何年か前、新聞に面白い記事が載った。私自身その記事を読んだわけではなく、人から聞いたのだが、インドのあるヨーガ行者が自動車を食べたというのだ。一度に全部ではなく、ゆっくりと一年かけて食べたそうだ。私はこの手の話が大好きだ。食べたあと、体重はどれくらい増えたのかしら? 何歳の人? 歯はみんなそろっていたの? キャブレターや、ハンドルや、ラジオも食べたの? どこのメーカーの車? オイルは飲んだのかしら?
私はこの話を、ミネソタ州オワトンナの小学校三年生にしてみた。生徒たちは青いじゅうたんにすわって私の話を聞いた。みんな、さっぱりわけがわからないようで、「どうして車なんか食べたの?」 とごくあたりまえの質問をしてきた。
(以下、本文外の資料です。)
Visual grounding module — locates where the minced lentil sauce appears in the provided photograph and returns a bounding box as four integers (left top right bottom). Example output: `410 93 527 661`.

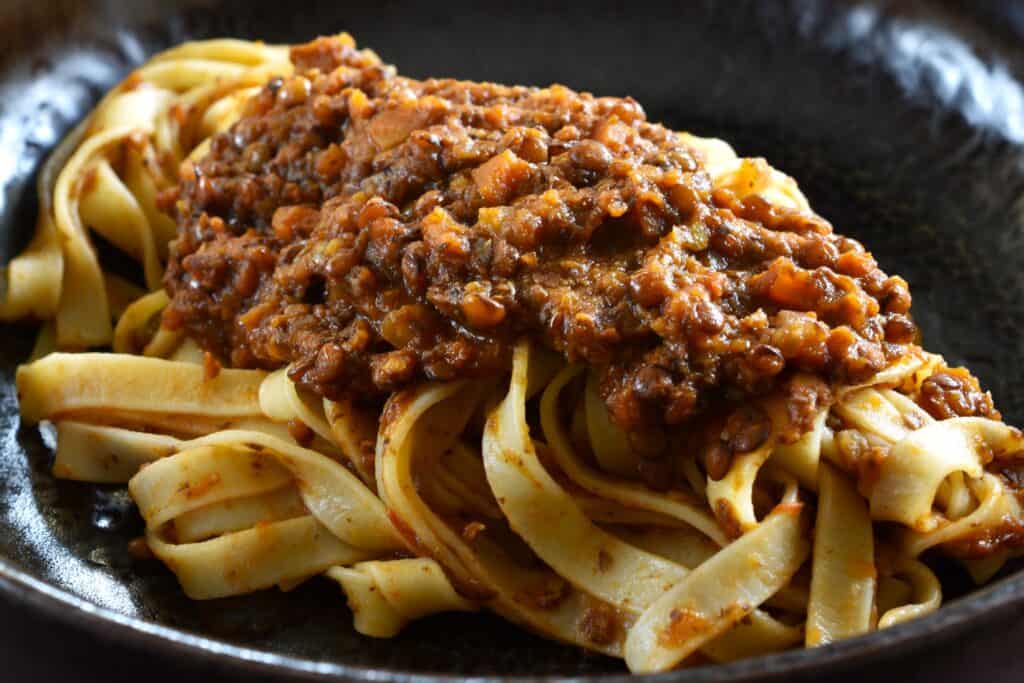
162 36 992 446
それから「ゲー!」という声。けれども、元気よさそうな茶色い目の生徒——この子とは生涯の友達になれそうだ——は、私を見るなりいきなり大笑いした。私も笑いだした。すごいじゃない! 人が車を食べちゃったなんて! この話にはそもそも理屈なんてまったくない。ひたすらばかげているのだ。
書くことは、ある意味でこうあるべきだ。「なぜ」と聞いたり、お菓子(またはスパークプラグ)の山からそっといくつかつまみあげるようにではなく、なんでも好き放題心に食べさせ、それから紙の上に勢いよくどっと吐き出すのだ。「これは書くに値する題材だ」「そんなことは書くべきじゃない」などと考えないこと。書くことはすべてであり、無条件だ。書くことと人生と心とのあいだに分離など存在しない。人に車を食べさせるほど思考が拡大すれば、あなたにはアリがゾウに、男が女に見えるようになるだろう。形あるあらゆるものの境が透明になり、一切の分離が消え去るのがわかるようになるだろう。
これが暗喩というものだ。アリとゾウは似ていると言おうとしているわけじゃない。まあ、どちらも生き物だという点では似ているだろう。しかし、そういうことじゃない。暗喩とは、そのアリはゾウであると言い切ることなのだ。論理的な精神で見れば、アリとゾウはたしかにちがう。目の前にアリとゾウが並べば、私はどちらがゾウでどちらがアリかをいつでも正しく言い当てられるだろう。そうであるなら、暗喩とは、論理や知性とはまったく別の意識から生まれてくるものにちがいない。それは、決まりきったものの見方から一歩はずれようとする意志と、アリとゾウが一体に見えるまで心を開く勇敢な姿勢とから生まれるものなのだ。